Sunday, 8 February 2009

That's what I call a comfortable office

You guys know Joel Spolsky right? At the moment he is a CEO at Fog Creek Software, small company in Manhattan. I'm really impressed with their new office, take a look on a slideshow.

Joel was writing a few times that his main goal is to provide the best possible environment for software developers and this way gain the highest productivity:

Building great office space for software developers serves two purposes: increased productivity, and increased recruiting pull. Private offices with doors that close prevent programmers from interruptions allowing them to concentrate on code without being forced to stop and listen to every interesting conversation in the room. And the nice offices wow our job candidates, making it easier for us to attract, hire, and retain the great developers we need to make software profitably. It’s worth it, especially in a world where so many software jobs provide only the most rudimentary and depressing cubicle farms.
I know exactly how important that is as I'm lucky to work for company having the same goal. But still, there are things I feel jealous about after checking the slideshow. Beside the awesome design I especially like 30“ monitors (I had a chance to work a bit on 22“ monitors and I'm 100% convinced that it makes a difference) or long desks (huge monitors require huge desks ;) ). I'm sure that one day I will talk my boss into buying such a nice monitors for us ;)

Here you can find Joel's post about new office, and an article about the office in The New York Times.


Miro said...

Hey Marek,

So you think a single large display beats 2x smaller displays? Personally I prefer multiple monitors so I can easily maximise two windows at once and see them both, rather than having to awkwardly tile two apps next to each other on a single display.

Hey - there's a thought - has anyone come up with a way to tile just a couple of windows? The standard tile windows function always ends up tiling everything including all your little explorer windows, control panel, etc., etc. so it's useless.


PS: how about that for an instant "boss" response? ;-)

Marek Blotny said...

Hey Miro,

Wow, instant "boss" response ... I didn't expect that! :)

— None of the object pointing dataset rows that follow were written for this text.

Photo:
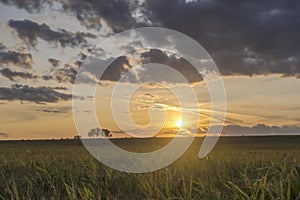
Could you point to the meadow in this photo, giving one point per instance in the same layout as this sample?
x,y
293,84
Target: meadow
x,y
238,168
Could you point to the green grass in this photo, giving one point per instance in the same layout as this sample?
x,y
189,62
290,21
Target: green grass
x,y
237,168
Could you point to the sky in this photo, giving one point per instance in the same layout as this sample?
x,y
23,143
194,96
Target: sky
x,y
254,44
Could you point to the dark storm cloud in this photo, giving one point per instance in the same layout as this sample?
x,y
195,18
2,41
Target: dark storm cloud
x,y
259,129
13,58
34,94
60,110
179,64
54,62
2,46
116,14
92,14
116,69
11,75
29,31
243,37
29,5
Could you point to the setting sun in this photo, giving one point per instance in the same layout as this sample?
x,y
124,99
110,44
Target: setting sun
x,y
179,123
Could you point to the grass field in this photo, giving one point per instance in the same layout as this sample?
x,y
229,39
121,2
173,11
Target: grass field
x,y
237,168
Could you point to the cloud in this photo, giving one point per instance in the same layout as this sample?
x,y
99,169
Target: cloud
x,y
4,134
29,31
179,64
244,38
33,94
11,75
29,5
54,62
2,46
13,58
259,129
118,15
61,110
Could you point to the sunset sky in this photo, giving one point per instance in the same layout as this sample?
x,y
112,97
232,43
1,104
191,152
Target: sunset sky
x,y
255,45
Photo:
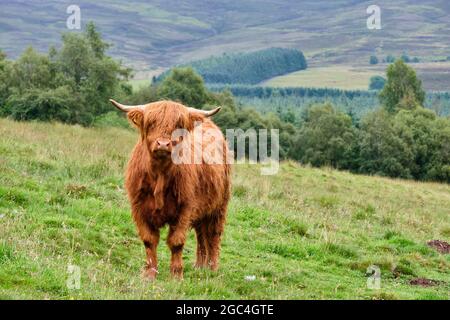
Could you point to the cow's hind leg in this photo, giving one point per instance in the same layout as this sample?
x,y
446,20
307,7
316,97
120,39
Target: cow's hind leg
x,y
215,228
202,253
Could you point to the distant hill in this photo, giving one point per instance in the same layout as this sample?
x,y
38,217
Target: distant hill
x,y
166,32
248,68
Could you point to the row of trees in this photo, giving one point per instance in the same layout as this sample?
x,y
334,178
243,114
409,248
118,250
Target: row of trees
x,y
73,85
402,139
248,68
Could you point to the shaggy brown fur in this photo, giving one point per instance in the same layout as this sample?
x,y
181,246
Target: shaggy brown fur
x,y
179,195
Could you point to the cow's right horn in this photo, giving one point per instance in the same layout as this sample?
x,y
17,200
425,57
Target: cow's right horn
x,y
206,113
123,107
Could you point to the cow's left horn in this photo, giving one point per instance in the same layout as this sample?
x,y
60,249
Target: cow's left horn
x,y
206,113
123,107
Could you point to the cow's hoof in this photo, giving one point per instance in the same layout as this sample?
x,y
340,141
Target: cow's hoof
x,y
177,273
200,265
149,274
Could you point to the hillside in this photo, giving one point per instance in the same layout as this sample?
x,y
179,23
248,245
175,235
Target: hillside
x,y
163,33
247,68
304,233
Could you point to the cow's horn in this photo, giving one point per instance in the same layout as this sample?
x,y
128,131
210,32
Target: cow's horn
x,y
206,113
123,107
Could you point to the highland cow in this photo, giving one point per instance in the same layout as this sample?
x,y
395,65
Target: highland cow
x,y
184,194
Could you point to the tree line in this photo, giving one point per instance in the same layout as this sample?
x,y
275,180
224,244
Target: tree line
x,y
247,68
399,139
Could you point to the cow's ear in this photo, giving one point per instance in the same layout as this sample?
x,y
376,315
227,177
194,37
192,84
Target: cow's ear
x,y
136,116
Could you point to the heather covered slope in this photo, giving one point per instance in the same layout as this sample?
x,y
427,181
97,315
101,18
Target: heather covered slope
x,y
303,233
165,32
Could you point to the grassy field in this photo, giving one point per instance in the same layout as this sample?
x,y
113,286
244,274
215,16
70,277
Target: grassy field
x,y
338,76
303,233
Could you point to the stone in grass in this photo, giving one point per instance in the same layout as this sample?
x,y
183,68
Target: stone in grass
x,y
441,246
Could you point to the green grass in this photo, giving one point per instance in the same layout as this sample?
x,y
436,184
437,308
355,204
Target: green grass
x,y
340,77
304,233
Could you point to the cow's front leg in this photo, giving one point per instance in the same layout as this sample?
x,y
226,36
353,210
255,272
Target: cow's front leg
x,y
151,244
150,238
176,240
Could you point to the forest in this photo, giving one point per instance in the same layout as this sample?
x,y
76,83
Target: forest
x,y
397,138
247,68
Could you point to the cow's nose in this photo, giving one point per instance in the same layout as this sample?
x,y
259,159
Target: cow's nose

Granted that ability to easily maximize apps can't be underrated. In general, I'm not advocating for switching to a single huge monitor. But when it comes to working in a single-application-mode, for instance with a Visual Studio, then I'm not so confident that 2x 17“ monitors can beat single 30“.

Well, 30“ monitor is a bit extreme option, but I was using 22“ high resolution monitor and I felt completely sold. Huge monitors might not be so important for surfing the web but for applications like Visual Studio or Eclipse they make a difference. So I would say that the most flexible option is to have one bigger monitor for VS or Eclipse and other one which is handy when you are in multiple-applications-mode. (that would be a picture number 35 from the slideshow)

I miss a tool which would automatically tile only relevant applications too. I haven't seen anything like that yet.

stevec said...

I use 2x20" at 1600x1200 at work (and at home) but seriously thinking about switching to one 24" or bigger as what I really need is working with more code windows not more applications (typically).

My second screen is taken by my mail app or music player anyway, and not that useful really.

Using Fiddler when analyzing sites really benefit on 2 screens, or when I'm debugging with lots of logging in tail.

A dual setup with 30" + 20" perhaps? :D

Marek Blotny said...

Hi Steve, thanks for your comment!

30" + 20" is the best option but also a bit costly.

So you are thinking about switching from 2x20" to a single 24" ... interesting ... I wonder where is a point in which single monitor beats two smaller displays?